Renan associou o senador a escândalos e afirmou que não há meio-termo na avaliação sobre o adversário, além de reforçar que vê o apoio a Flávio como uma escolha incompatível com o que considera aceitável na política. “Como eu digo, o Flávio Bolsonaro não pode ver um cara envolvido num escândalo, ele vê um esquema e fala: ‘por favor, me inclua’. Não existe meio gângster”, afirmou.
O presidenciável disse que está aberto a negociações com outros nomes da direita, especialmente Caiado, com quem lembrou já ter atuado em momentos decisivos, como no impeachment de Dilma Rousseff (PT), e avaliou que a parceria deu resultados. “A última vez que trabalhei com o Caiado, a gente derrubou o PT”, disse. Ele acrescentou que não descarta conversar com o ex-governador de Minas Gerais Romeu Zema (Novo), mas criticou o que chamou de “submissão ao bolsonarismo”.
Apesar da sinalização, Renan afirmou que precisa “se provar” eleitoralmente antes de avançar nas negociações e disse acreditar que pode ultrapassar os concorrentes ao comentar os resultados da pesquisa divulgada nesta quarta-feira, 10.
Pesquisa Genial/Quaest mostra que, no cenário estimulado de primeiro turno, Renan aparece com 3% das intenções de voto, empatado tecnicamente com Caiado (também 3%), o deputado federal Aécio Neves (PSDB) e Zema, que têm 2% cada um. Luiz Inácio Lula da Silva (PT) lidera com 39%, seguido do senador Flávio Bolsonaro, com 29%.
Sobre a pesquisa, o pré-candidato argumentou ainda que possui menor rejeição do que adversários como Flávio Bolsonaro e maior potencial de crescimento, impulsionado pela militância e pelo engajamento nas redes sociais.
Renan também fez críticas ao posicionamento do mercado financeiro, especialmente da chamada Faria Lima, que, segundo ele, passou a atuar como força política nos últimos anos. O pré-candidato afirmou que o setor errou ao apoiar o bolsonarismo no passado, o que, em sua avaliação, contribuiu para a volta do presidente Lula.
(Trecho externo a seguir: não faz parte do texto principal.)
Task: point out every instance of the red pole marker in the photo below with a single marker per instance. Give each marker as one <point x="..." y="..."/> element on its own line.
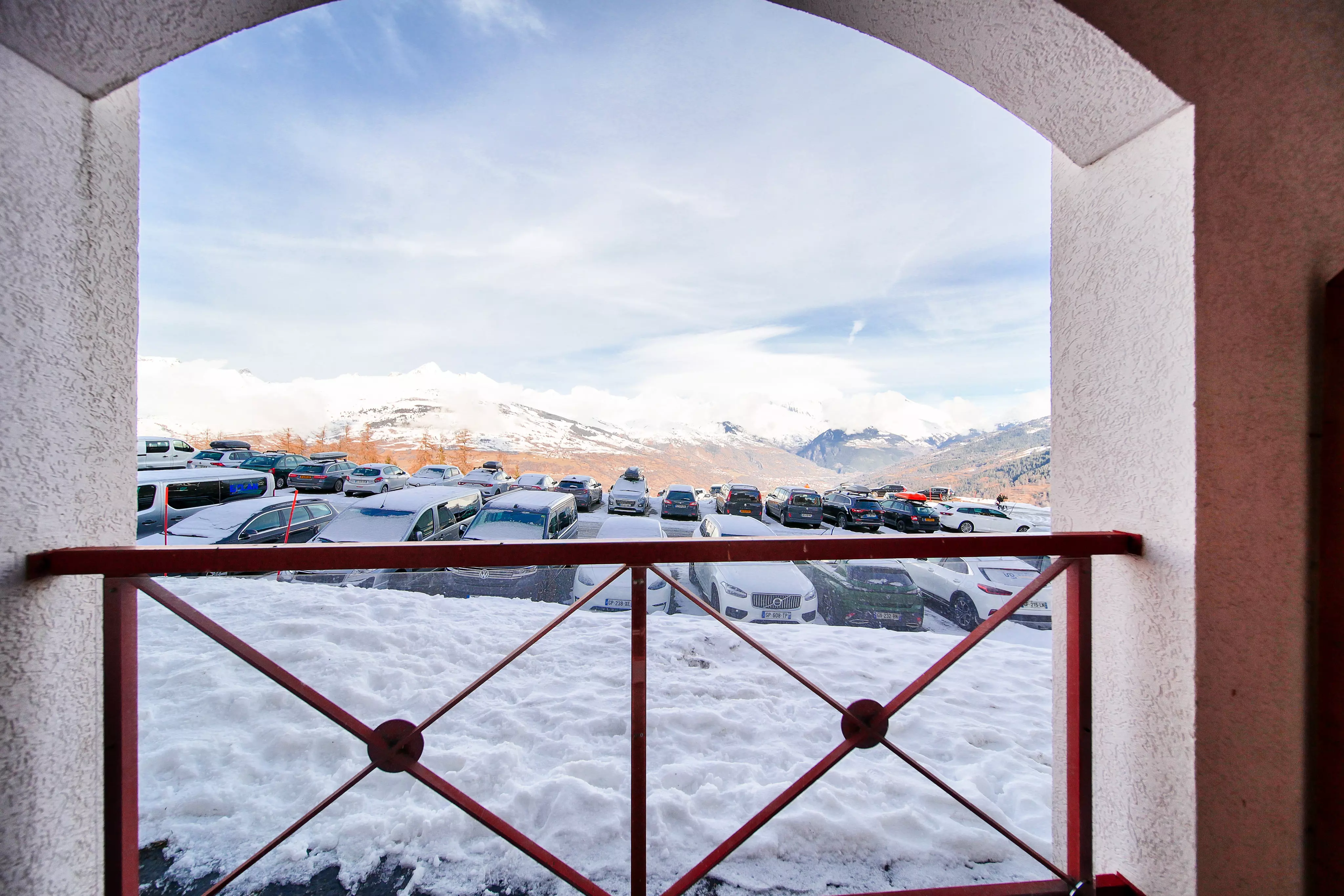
<point x="291" y="520"/>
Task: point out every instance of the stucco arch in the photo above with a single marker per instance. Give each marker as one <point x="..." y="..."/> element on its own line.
<point x="1124" y="357"/>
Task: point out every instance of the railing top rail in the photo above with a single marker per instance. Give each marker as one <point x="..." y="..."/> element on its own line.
<point x="123" y="562"/>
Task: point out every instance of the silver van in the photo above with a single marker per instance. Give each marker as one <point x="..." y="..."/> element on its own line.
<point x="164" y="497"/>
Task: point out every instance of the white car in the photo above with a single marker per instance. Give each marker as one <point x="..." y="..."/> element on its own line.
<point x="771" y="592"/>
<point x="968" y="590"/>
<point x="977" y="518"/>
<point x="536" y="483"/>
<point x="375" y="479"/>
<point x="433" y="475"/>
<point x="217" y="457"/>
<point x="490" y="481"/>
<point x="618" y="595"/>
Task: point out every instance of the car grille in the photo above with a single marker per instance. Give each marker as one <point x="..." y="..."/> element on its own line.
<point x="776" y="601"/>
<point x="494" y="573"/>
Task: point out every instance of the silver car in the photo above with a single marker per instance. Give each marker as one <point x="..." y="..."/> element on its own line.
<point x="375" y="479"/>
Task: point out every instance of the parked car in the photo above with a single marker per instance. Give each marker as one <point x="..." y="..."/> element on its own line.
<point x="847" y="511"/>
<point x="279" y="464"/>
<point x="375" y="479"/>
<point x="325" y="473"/>
<point x="250" y="522"/>
<point x="511" y="518"/>
<point x="967" y="590"/>
<point x="875" y="594"/>
<point x="629" y="493"/>
<point x="218" y="457"/>
<point x="738" y="499"/>
<point x="906" y="515"/>
<point x="618" y="595"/>
<point x="433" y="475"/>
<point x="681" y="502"/>
<point x="488" y="480"/>
<point x="167" y="497"/>
<point x="536" y="483"/>
<point x="162" y="453"/>
<point x="977" y="518"/>
<point x="771" y="592"/>
<point x="586" y="491"/>
<point x="795" y="506"/>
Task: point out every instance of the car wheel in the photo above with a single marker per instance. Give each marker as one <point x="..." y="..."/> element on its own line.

Ele disse, porém, que vê uma mudança de postura entre agentes do mercado, que estariam evitando aderir à pré-candidatura de Flávio Bolsonaro e passando a buscar alternativas fora da polarização entre petismo e bolsonarismo. Afirmou ainda que, nos últimos meses, também tem conseguido quebrar o que chamou de resistência ao seu nome no mercado financeiro.
A avaliação foi compartilhada por participantes do evento promovido pela Genial Investimentos. Nos bastidores, empresários e investidores ouvidos pela reportagem apontam uma “maior musculatura e amadurecimento” na pré-candidatura de Renan desde o início da campanha. Ao mesmo tempo, relatam ressalvas em relação ao senador Flávio Bolsonaro, citando episódios recentes, como a divulgação de áudio em que ele aparece em conversa com o banqueiro Daniel Vorcaro sobre o financiamento do filme Dark Horse, que retrata a trajetória do ex-presidente Jair Bolsonaro.
A leitura é de que a campanha do senador segue enfrentando desgaste à medida que novos fatos vêm à tona, somados ao histórico de controvérsias, como o caso das “rachadinhas” quando ele exercia mandato de deputado estadual na Assembleia Legislativa do Rio de Janeiro.